Britain will make electric car chargers compulsory for new buildings in England from 2022, as it switches away from high-polluting vehicles, Prime Minister Boris Johnson said on Monday.
Johnson, fresh from hosting the COP26 climate change summit, told business leaders that he will legislate to compel charging points in new homes, supermarkets and workplaces in England, as part of his carbon-slashing plans.
The new legislation will create 145,000 new charging points per year and apply also to major renovation projects.
"We will require new homes and buildings to have electric vehicle charging points," Johnson told the annual gathering of the Confederation of Business Industry (CBI).
The move is a step towards banning new sales of diesel and petrol cars in the UK from 2030, as part of efforts to reach net zero carbon emissions by 2050.
Johnson wants Britain to lead global efforts to transition to net zero in order to help the economy recover from pandemic fallout.

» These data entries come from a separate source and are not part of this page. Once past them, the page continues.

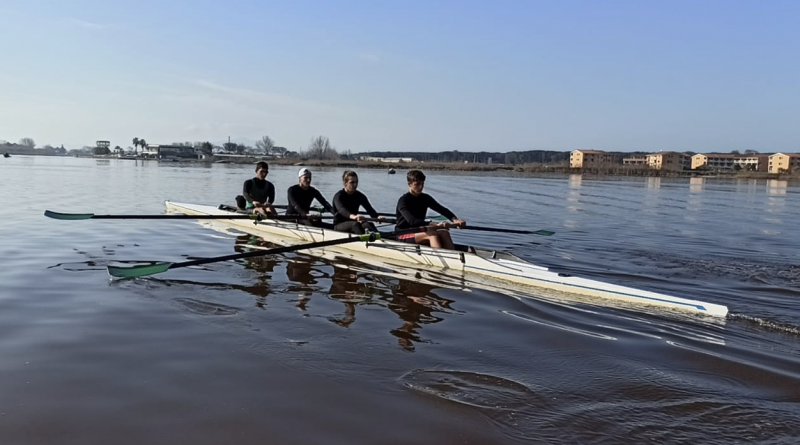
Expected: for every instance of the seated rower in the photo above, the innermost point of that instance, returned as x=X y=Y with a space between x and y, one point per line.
x=412 y=209
x=259 y=193
x=300 y=197
x=346 y=203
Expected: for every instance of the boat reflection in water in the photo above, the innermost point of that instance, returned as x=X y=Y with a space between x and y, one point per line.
x=352 y=284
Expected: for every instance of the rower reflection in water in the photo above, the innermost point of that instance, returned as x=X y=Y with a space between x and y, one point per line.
x=412 y=209
x=346 y=203
x=264 y=265
x=416 y=304
x=345 y=289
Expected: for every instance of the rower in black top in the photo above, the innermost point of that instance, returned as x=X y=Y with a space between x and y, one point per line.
x=346 y=203
x=300 y=197
x=258 y=192
x=412 y=209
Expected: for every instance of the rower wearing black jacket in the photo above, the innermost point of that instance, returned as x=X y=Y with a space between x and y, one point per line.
x=346 y=203
x=258 y=193
x=300 y=197
x=412 y=209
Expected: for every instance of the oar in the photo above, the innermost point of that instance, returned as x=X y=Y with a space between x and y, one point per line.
x=253 y=216
x=484 y=229
x=145 y=268
x=495 y=229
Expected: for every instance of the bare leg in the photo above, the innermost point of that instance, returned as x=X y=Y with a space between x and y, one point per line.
x=446 y=240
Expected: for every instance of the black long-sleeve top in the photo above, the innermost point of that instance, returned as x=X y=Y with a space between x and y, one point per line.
x=412 y=210
x=300 y=200
x=345 y=204
x=259 y=190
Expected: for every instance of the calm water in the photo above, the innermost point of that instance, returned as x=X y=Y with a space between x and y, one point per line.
x=296 y=349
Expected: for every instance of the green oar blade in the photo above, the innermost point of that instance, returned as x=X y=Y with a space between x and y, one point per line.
x=137 y=269
x=68 y=216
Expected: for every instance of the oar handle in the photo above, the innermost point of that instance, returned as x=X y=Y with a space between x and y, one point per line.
x=151 y=267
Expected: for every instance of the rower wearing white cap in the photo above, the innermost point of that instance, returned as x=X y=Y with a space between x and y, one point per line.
x=300 y=197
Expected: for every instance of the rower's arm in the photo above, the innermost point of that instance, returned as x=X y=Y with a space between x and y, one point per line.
x=325 y=204
x=246 y=188
x=368 y=207
x=338 y=204
x=296 y=208
x=440 y=209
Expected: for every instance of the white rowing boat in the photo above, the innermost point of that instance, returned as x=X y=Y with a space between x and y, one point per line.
x=497 y=265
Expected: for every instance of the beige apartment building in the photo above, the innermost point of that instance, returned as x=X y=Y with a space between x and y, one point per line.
x=730 y=161
x=784 y=162
x=669 y=160
x=590 y=158
x=634 y=160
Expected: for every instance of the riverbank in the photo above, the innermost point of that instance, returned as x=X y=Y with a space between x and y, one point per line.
x=501 y=169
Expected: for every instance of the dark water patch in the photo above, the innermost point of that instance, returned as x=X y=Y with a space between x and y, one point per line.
x=474 y=389
x=78 y=266
x=766 y=324
x=204 y=307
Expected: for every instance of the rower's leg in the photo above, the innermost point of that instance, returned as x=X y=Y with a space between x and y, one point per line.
x=446 y=240
x=427 y=239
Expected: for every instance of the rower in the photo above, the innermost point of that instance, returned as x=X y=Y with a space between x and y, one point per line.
x=346 y=203
x=412 y=209
x=259 y=193
x=300 y=197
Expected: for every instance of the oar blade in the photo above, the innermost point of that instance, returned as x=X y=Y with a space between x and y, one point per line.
x=137 y=269
x=68 y=216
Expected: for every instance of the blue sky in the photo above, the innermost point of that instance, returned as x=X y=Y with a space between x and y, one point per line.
x=500 y=75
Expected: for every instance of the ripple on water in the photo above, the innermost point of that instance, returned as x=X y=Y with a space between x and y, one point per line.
x=511 y=406
x=204 y=307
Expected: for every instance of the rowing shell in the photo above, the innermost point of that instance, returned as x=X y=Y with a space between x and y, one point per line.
x=494 y=264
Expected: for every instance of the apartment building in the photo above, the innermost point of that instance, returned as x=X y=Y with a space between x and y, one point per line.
x=669 y=160
x=590 y=158
x=784 y=162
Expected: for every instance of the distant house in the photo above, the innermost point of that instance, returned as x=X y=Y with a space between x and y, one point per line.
x=590 y=158
x=784 y=162
x=377 y=159
x=752 y=162
x=635 y=160
x=713 y=161
x=669 y=160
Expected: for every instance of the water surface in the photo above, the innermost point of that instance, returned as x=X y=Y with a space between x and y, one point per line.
x=305 y=349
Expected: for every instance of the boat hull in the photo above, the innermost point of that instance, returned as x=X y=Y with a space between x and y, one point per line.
x=496 y=265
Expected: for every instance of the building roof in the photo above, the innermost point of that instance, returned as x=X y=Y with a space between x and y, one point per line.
x=592 y=152
x=660 y=153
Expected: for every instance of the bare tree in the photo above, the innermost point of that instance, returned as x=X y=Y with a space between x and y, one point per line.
x=207 y=148
x=321 y=148
x=266 y=144
x=28 y=142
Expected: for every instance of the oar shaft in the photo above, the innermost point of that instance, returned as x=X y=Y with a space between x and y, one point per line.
x=275 y=251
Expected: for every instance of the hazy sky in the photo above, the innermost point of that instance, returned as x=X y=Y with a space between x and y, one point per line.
x=405 y=75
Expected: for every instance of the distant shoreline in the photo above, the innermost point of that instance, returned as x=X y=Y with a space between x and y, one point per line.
x=503 y=169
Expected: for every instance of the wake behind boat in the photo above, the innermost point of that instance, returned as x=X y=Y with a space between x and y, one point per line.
x=504 y=266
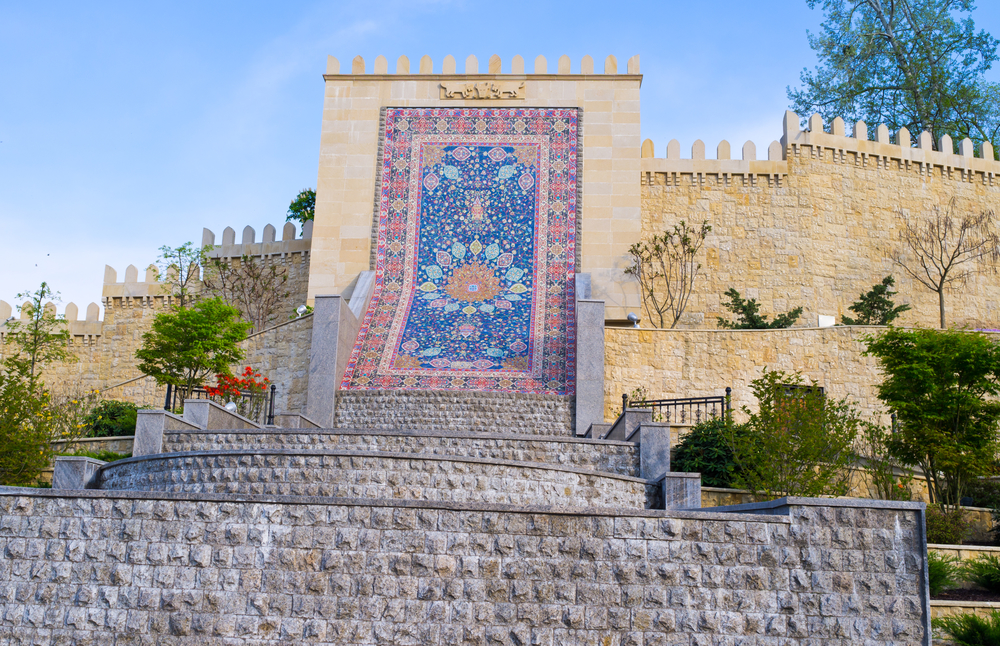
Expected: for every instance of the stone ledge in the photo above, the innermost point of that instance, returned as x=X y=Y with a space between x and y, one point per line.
x=135 y=496
x=375 y=454
x=523 y=437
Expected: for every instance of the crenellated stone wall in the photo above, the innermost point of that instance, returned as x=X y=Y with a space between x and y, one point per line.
x=702 y=363
x=132 y=567
x=103 y=351
x=819 y=223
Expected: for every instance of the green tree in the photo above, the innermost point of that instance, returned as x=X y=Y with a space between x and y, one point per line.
x=179 y=268
x=876 y=307
x=666 y=269
x=918 y=64
x=303 y=207
x=798 y=442
x=748 y=316
x=943 y=385
x=705 y=449
x=186 y=345
x=42 y=337
x=25 y=425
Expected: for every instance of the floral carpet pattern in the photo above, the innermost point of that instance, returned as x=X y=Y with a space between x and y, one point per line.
x=474 y=275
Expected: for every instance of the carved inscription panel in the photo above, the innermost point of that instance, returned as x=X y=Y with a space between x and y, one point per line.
x=482 y=90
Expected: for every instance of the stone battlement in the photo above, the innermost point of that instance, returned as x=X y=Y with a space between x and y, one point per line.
x=834 y=145
x=494 y=67
x=79 y=330
x=268 y=245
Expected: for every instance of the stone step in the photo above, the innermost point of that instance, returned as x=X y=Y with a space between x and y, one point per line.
x=621 y=458
x=378 y=475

"This is a pivotal moment -- we cannot go on as we are," Johnson added. "We have to adapt our economy to the green industrial revolution.
"We have to use our massive investment in science and technology and we have to raise our productivity and then we have to get out your way."
There are currently about 25,000 charging points in Britain.
However, the Competition and Markets Authority regulator estimates that more than 10 times this amount will be needed by 2030.